Sydenham Councillor Peter Stroud echoed some of Holland’s concerns, stating that he has heard from many constituents who are worried about the ramifications such a pilot could have on other branches in the future.
“Ninety-five per cent of the letters we received are from urban library users… and they can’t imagine a library without staff. And I agree. Central Branch, just down the street from my place, we use all the time. We can’t imagine not having staff there. If those are the people writing in to me, I agree with [them] 100 per cent,” Stroud expressed.
While some councillors spoke out about the potential negative impact such a project could have on access to libraries throughout the city, Pittsburgh councillor Ryan Boehme noted that the intent of the program is to increase hours of operation at a branch that is often underserved compared to other parts of the city.
“One of the messages I’ve heard this entire time is ‘How come our library hours are so random? How come they’re all over the place?’” remarked Boehme. “[We] have a historic library in the Pittsburgh district that is a true gem in this whole city. And unfortunately, it’s closed far more often than people would like.”
While Boehme admitted there are concerns surrounding the project, any opportunity to increase the branch’s hours of operation is a positive move for his constituents, he expressed.
“We already heard the money’s not there. There’s no quick fix, no silver bullet. I do understand some of the concerns. I think they come from a place of fear rather than a place of progress. We have technology; it’s not going away. If anything, it’s going to get more and more interactive. And part of this technology is also how we need to adapt to the world going forward. The whole intent of this, again, is to increase access to all those resources that we have paid for,” Boehme said, noting that those members of the Kingston Frontenac Public Library Board who’d addressed Council earlier in the evening as delegates had themselves expressed support of the pilot project.

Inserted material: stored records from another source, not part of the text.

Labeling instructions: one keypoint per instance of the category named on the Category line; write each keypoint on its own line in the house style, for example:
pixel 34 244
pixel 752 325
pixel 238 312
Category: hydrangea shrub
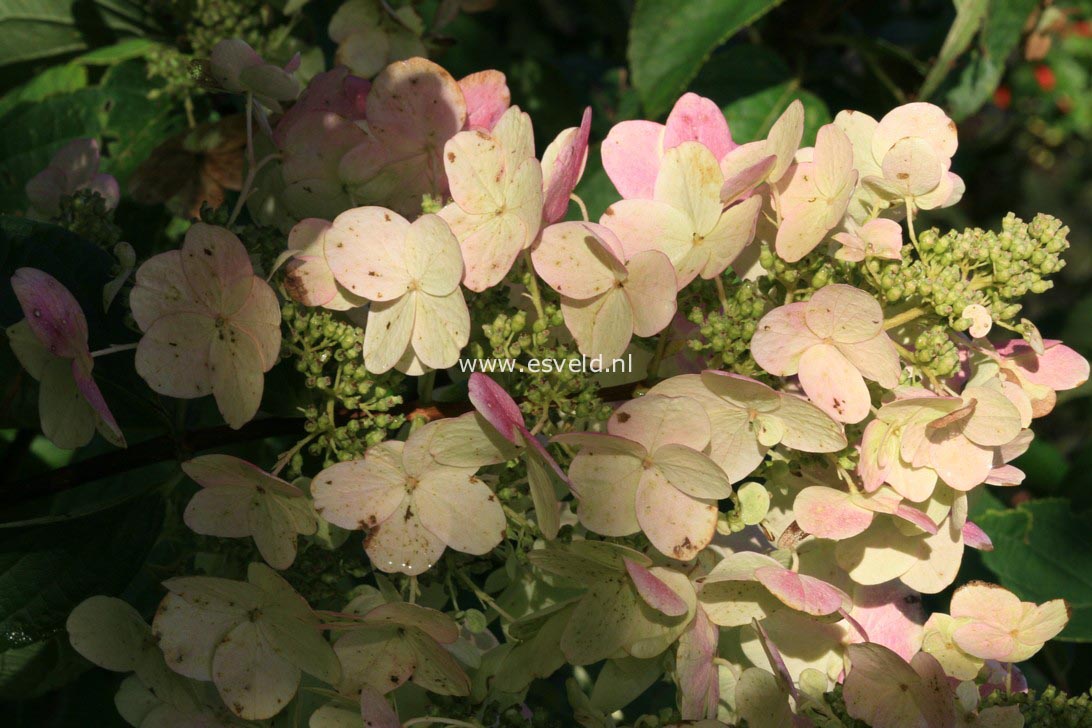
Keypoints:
pixel 817 383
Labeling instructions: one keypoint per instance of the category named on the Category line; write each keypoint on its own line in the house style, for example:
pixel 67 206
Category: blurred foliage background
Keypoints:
pixel 1013 73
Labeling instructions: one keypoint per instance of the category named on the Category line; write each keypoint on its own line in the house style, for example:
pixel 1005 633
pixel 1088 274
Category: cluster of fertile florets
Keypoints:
pixel 794 516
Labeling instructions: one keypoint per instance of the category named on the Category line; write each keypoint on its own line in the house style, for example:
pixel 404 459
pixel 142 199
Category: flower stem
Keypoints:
pixel 580 203
pixel 665 336
pixel 114 349
pixel 536 297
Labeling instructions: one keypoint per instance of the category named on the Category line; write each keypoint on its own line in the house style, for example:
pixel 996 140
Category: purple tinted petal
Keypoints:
pixel 52 313
pixel 497 406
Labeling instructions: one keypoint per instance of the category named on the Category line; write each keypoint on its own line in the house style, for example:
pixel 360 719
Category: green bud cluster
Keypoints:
pixel 724 333
pixel 352 408
pixel 814 271
pixel 564 395
pixel 994 270
pixel 84 213
pixel 1049 708
pixel 935 353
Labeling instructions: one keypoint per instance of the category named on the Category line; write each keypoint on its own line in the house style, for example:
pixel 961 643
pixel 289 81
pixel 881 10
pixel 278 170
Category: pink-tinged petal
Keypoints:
pixel 162 289
pixel 776 661
pixel 800 592
pixel 834 384
pixel 106 186
pixel 260 318
pixel 375 709
pixel 915 120
pixel 1006 475
pixel 891 615
pixel 656 420
pixel 562 167
pixel 781 337
pixel 173 356
pixel 1058 368
pixel 742 182
pixel 651 288
pixel 959 462
pixel 911 514
pixel 336 92
pixel 698 119
pixel 401 544
pixel 844 313
pixel 496 405
pixel 655 593
pixel 308 277
pixel 365 249
pixel 876 359
pixel 678 526
pixel 580 260
pixel 631 154
pixel 487 98
pixel 697 672
pixel 976 538
pixel 213 261
pixel 52 313
pixel 829 513
pixel 84 382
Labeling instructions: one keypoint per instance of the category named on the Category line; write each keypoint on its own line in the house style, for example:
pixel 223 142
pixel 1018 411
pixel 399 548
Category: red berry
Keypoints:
pixel 1044 75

Trillium Councillor Robert Kiley, who serves on the Library Board, noted that similar projects have been run successfully in other municipalities. “We’ve looked to other jurisdictions that have done something very similar, if not identical, Hamilton being the best comparator because, like our jurisdiction here, they balance an urban contingent with a rural contingent,” Kiley said.
“The Hamilton program is indicative of what we’re looking at, and they’ve seen no security problems. And in fact, in order to enact this program, we will actually have to have additional security that we don’t already have, which is a very good thing for the health of the system.”
Another point of contention on Tuesday night had to do with Ontario’s Public Libraries Act, legislation which ensures that operational decisions are made by public library boards, not municipal governments.
“I appreciate the [Libraries] Act. But that doesn’t mean that the municipality should ignore the expressed concerns of our citizens, and it doesn’t mean that the Library Board should ignore those… We’re approaching 300 letters of concern,” stated Williamsville Councillor Jim Neill, who has served on the library board for over 30 years.
If passed, the motion would have expressed Council’s disapproval of the pilot project, but it would not have directly prevented its implementation. Instead, Council would have the opportunity to address some of its concerns if and when the project comes back as a full proposal as part of future library budgets.
Ultimately, Council ended up voting 8-4 against the motion, with members Holland, Neill, Stroud, and Collins-Bayridge Councillor Lisa Osanic voting in favour.